何と言おうかとあなたが迷っていると、隣からクスクスと楽しそうな笑い声が聞こえてきたので、あなたはああよかったと、これで間違っていなかったのだと、思えたのです。
「セラちゃんは馬鹿だなあ」
そうかなあ、とあなたは首を捻りました。そうだよ、とクリスは歌うようにそう告げて、あなたの帽子に手をかけてそっと外しました。
それをカウンターの上に置いて、彼女はぐいと身を乗り出し、あなたを強く抱き締めたのです。
あなたは狼狽えましたが、彼女は楽しそうに笑うばかりであなたを直ぐには放してくれませんでした。
まだ少し濡れている空色の髪は、強い冷房に冷やされて氷のように冷たくなっていました。

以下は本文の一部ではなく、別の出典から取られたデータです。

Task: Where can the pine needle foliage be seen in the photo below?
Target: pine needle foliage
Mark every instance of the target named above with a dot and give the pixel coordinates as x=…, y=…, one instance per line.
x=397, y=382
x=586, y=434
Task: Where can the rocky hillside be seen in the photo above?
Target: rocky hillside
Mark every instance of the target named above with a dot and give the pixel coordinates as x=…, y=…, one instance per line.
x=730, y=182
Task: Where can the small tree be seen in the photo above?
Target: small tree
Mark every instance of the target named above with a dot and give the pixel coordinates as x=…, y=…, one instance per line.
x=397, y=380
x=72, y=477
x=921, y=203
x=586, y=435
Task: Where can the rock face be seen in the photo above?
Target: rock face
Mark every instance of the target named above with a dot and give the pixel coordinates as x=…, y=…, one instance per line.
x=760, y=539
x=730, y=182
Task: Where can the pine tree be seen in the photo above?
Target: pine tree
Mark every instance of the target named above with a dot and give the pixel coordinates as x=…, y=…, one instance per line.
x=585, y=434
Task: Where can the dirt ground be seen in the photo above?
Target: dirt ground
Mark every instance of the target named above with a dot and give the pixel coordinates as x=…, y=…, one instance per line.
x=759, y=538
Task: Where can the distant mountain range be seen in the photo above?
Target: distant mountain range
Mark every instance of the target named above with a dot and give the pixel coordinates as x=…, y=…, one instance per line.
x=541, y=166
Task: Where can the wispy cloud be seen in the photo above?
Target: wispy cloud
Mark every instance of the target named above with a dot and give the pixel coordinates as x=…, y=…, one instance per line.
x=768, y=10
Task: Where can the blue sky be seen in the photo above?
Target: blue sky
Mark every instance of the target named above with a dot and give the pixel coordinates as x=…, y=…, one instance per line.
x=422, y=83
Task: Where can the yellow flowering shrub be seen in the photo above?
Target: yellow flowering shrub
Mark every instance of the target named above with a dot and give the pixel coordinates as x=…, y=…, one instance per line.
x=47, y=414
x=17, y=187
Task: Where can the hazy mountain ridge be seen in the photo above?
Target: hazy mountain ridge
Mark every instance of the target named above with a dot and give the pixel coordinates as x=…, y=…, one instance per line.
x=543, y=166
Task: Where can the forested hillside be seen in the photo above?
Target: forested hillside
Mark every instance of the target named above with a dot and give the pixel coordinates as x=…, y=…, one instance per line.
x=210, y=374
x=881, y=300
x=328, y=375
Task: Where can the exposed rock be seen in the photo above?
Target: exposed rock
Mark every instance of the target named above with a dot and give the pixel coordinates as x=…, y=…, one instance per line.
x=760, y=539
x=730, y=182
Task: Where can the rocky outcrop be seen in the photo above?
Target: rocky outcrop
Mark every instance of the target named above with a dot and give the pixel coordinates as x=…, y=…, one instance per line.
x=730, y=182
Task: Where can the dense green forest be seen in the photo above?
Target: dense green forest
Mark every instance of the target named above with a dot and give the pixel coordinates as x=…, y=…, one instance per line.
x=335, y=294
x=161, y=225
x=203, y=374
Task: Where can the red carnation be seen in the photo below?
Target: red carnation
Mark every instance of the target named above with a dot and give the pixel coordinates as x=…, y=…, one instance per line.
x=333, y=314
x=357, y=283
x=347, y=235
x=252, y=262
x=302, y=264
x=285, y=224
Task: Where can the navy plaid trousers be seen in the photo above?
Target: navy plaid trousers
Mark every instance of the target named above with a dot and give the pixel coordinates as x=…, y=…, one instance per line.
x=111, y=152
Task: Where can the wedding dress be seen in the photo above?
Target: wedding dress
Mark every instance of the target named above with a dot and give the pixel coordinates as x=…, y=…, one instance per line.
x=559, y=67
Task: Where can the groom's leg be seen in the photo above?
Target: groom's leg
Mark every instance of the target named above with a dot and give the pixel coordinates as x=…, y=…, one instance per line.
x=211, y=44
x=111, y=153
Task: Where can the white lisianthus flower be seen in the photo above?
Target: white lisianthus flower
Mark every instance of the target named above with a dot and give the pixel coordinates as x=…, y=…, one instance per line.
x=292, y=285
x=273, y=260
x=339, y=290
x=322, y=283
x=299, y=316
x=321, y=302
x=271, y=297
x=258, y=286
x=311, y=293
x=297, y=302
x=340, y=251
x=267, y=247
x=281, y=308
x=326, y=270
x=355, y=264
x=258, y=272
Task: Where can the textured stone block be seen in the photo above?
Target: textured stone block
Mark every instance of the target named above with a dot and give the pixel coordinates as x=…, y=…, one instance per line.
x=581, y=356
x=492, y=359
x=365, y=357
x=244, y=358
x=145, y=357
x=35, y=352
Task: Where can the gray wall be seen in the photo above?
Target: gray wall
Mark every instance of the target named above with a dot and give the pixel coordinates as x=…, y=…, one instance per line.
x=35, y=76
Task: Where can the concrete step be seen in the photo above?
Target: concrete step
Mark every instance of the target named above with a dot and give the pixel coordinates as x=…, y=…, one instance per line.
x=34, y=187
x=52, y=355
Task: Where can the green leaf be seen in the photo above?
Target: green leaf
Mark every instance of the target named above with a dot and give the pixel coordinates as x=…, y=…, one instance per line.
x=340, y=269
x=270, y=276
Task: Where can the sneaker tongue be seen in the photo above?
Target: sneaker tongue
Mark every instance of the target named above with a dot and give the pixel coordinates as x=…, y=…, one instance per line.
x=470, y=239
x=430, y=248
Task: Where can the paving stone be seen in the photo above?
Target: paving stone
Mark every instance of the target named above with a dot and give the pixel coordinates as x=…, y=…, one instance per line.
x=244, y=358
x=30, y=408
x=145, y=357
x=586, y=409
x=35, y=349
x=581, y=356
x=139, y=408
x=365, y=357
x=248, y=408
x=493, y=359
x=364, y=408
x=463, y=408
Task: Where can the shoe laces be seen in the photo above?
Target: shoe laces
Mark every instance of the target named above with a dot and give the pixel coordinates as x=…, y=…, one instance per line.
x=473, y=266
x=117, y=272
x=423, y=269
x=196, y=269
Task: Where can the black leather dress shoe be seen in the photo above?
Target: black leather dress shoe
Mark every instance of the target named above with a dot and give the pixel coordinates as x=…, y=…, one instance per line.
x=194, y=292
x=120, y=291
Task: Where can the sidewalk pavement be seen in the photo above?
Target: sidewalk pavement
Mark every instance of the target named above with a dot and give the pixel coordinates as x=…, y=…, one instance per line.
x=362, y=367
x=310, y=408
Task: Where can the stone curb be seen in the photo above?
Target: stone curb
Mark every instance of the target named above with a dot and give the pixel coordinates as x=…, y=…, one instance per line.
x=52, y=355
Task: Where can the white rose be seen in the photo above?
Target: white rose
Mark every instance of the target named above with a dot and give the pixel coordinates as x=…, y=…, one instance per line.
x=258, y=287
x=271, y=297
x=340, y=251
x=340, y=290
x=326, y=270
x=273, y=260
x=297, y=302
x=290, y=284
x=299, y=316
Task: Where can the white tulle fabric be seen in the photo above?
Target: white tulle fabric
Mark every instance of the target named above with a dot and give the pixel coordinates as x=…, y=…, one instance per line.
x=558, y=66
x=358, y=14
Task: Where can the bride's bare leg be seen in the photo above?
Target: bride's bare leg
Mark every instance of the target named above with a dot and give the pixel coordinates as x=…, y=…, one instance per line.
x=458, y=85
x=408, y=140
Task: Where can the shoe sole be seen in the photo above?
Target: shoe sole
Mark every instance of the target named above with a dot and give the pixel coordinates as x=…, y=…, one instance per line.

ああ、寒いのかもしれないと、あなたは少しだけ思いました。あなたもこの強すぎる冷房の涼しさに、そろそろ参ってしまっているところでした。
……ですから、こうして温度を分け合うことにはきっと意味があったのです。
そうでなくとも、クリスが笑っています。それで十分だと思えました。
「あれ、二人ともどうしたの?この部屋、そんなに寒かった?」
雨に濡れたお姉ちゃんが、あなたとクリスを見てそう零しました。
どうにもおかしくて、楽しくて、二人は肩を寄せ合ったまま、同じように笑ってしまったのでした。